Barbie? He-Man? Ghost Rider 2? Oh My! Who Said Good Cinema Was Dead?

As if the dirge accompanying this summer’s blockbusters wasn’t enough a whole slew of sweet-tooth for-the-dollars films were mentioned in the online pages of Variety today in three separate stories announcing sequels, reboots and more films based on toys.

First comes word Universal Pictures has made a deal with Mattel to build a live action film around, Barbie, its signature toy line. Producer Laurence Mark said the next step will be to canvas writers and decide a creative take for a family-friendly movie based on the popular doll. Perhaps I should go review the recently released Barbie and the Three Musketeers for future reference. I wonder if Aqua will be called in for the title track.

Next comes news that Sony has stepped in where Warner Bros. stepped out and is finalizing a deal to produce a bigscreen adaptation of He-Man and the Masters of the Universe, the popular action figure line from toymaker Mattel with Escape Artists shepherding the project.

When the project was last discussed, John Stevenson (Kung Fu Panda) was going to direct a script originally written by Justin Marks (Street Fighter: The Legend of Chun-Li) and then rewritten by Evan Daugherty. The film was titled Grayskull. However, rights to those scripts now belong to WB, meaning a new writer will likely be hired and Stevenson is no longer attached.
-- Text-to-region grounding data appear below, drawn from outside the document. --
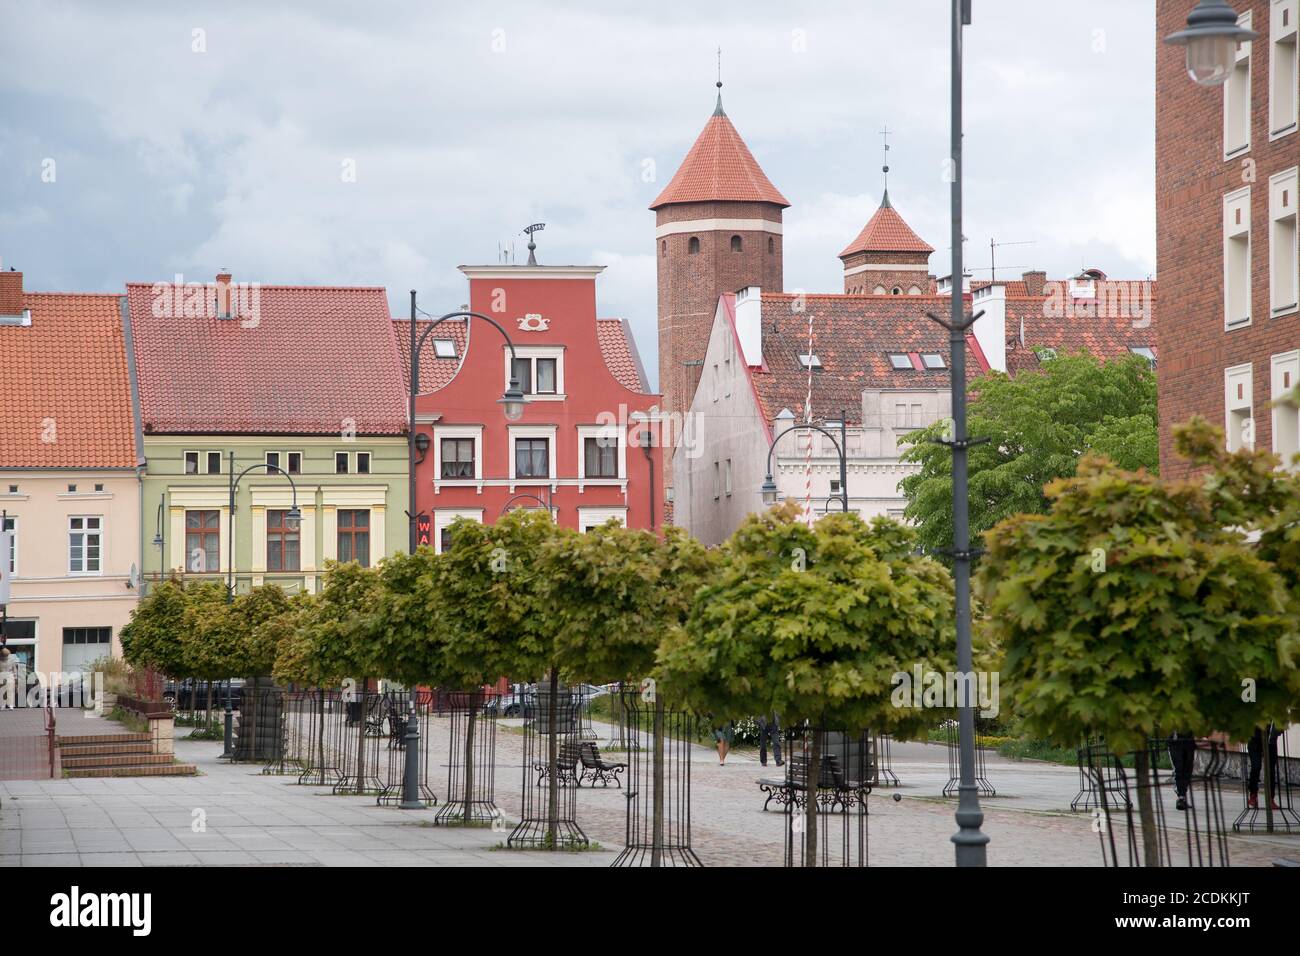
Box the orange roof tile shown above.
[0,291,138,468]
[650,106,789,209]
[839,197,934,258]
[596,318,650,392]
[393,318,468,395]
Mattel wound up taking back the rights and leaving Warner Bros. after Mattel, the studio and Joel Silver couldn’t agree on the creative direction of the film.

Finally, the big kahuna, Mike Fleming is reporting that not only is the long talked about Ghost Rider 2 about to get underway with David Goyer in early talks to create the story and supervise writers for Columbia Pictures, but talk persists of Fox delivering a Daredevil reboot, a Silver Surfer film and the already announced reboot of Fantastic Four along with Universal’s continued work on adapting Sub-Mariner.

I didn’t read any of the speculative “what does it mean?” pieces all the bloggers wrote when Disney acquired Marvel, but one thing it definitely means is that everyone is now going to rush to get their respective Marvel titles in the can before the rights expire. Fleming writes:

The activity is necessary for those studios to keep the superhero properties. If the properties atrophy, they can be reclaimed by Marvel Entertainment, which happened with such properties as Dr. Strange, Black Panther and Iron Man, the latter of which languished at New Line before Marvel turned it into the self-financed blockbuster.

So basically, if a writers strike doesn’t rush a troubled project into theaters why not let business dealings do it for you. Long live quality cinema!